Ekspert wyjaśnia

O systemie pomocy ofiarom wypadków

5 kwietnia 2009

Pytanie: W Polsce ginie rocznie w wypadkach drogowych 5,5 tys. osób, a 50 tys. odnosi rany. Jakie są dalsze losy ofiar i ich rodzin?

Odpowiedź: Nie ma skutecznej pomocy ani dla ofiar, ani dla ich bliskich, a istniejące rozwiązania powodują dalszą degradację ich życia.

Pytanie: Co jest największym problemem?

Odpowiedź: Wszystko, począwszy od odtworzenia rzeczywistego przebiegu wypadku, co ma ogromne znaczenie dla ustalenia winnego, odpowiedzialności karnej i cywilnej i możliwości uzyskania odszkodowania. Kondycja publicznej służby zdrowia powoduje, że ofiary, zwłaszcza te w najcięższym stanie, są “zaleczane” i wypisywane do domu. Większość wymaga zaś leczenia i rehabilitacji, a koszty liczone w tysiącach złotych miesięcznie oraz cała opieka i pielęgnacja spadają na bliskich. Wystarczą trzy – cztery lata, by doprowadzić rodzinę do ruiny.

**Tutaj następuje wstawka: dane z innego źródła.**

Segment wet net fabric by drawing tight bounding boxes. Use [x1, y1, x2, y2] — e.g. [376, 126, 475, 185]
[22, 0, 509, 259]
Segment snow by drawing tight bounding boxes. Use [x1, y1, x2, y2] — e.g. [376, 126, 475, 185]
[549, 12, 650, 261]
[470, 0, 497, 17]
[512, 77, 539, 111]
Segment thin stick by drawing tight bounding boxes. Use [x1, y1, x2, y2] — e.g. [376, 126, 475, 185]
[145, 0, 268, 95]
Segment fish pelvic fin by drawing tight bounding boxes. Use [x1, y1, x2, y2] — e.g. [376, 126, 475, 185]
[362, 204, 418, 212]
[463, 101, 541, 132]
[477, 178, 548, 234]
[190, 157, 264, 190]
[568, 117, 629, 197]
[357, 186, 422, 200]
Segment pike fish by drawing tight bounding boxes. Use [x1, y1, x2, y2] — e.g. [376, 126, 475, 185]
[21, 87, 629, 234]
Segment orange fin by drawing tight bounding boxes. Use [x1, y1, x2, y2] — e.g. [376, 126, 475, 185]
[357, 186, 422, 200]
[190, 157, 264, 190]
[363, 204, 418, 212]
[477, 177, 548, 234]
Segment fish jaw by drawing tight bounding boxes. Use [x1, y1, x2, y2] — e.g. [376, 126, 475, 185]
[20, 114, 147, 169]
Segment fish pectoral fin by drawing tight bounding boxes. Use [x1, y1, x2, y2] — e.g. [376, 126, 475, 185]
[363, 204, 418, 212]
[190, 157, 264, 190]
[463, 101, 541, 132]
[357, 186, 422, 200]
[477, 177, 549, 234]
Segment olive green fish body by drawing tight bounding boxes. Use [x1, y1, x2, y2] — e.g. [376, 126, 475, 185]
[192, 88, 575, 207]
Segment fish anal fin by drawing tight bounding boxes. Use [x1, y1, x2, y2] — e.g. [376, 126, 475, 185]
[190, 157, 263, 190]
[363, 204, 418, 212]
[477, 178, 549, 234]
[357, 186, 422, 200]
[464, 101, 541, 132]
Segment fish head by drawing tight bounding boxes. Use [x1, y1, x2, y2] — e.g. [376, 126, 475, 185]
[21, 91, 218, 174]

Tyle trwa przeciętnie postępowanie sądowe. Jeżeli ofiara wypadku jest w takim stanie, że nie może udzielić pełnomocnictwa, nikt nie może wystąpić w jej imieniu. Zgodnie z art. 441 § 1 kodeksu cywilnego zwrot kosztów leczenia należy się tylko bezpośrednio poszkodowanemu. Dopiero gdy umrze, może ich dochodzić ten, kto je poniósł. Od kilku lat Stowarzyszenie Alter Ego walczy o zmianę tego przepisu. W 2007 r. próbowaliśmy wspólnie z rzecznikiem praw obywatelskich wprowadzić przepis umożliwiający organizacjom pozarządowym składanie pozwów na rzecz poszkodowanych, którzy sami nie mogą tego uczynić. W trakcie procesu legislacyjnego dopisano jednak, że może to się odbywać “za zgodą poszkodowanego”. I tak słuszna idea stała się jej karykaturą.

Pytanie: Przecież każdy posiadacz pojazdu musi mieć ubezpieczenie OC. Nie powinno więc być kłopotu z odszkodowaniami.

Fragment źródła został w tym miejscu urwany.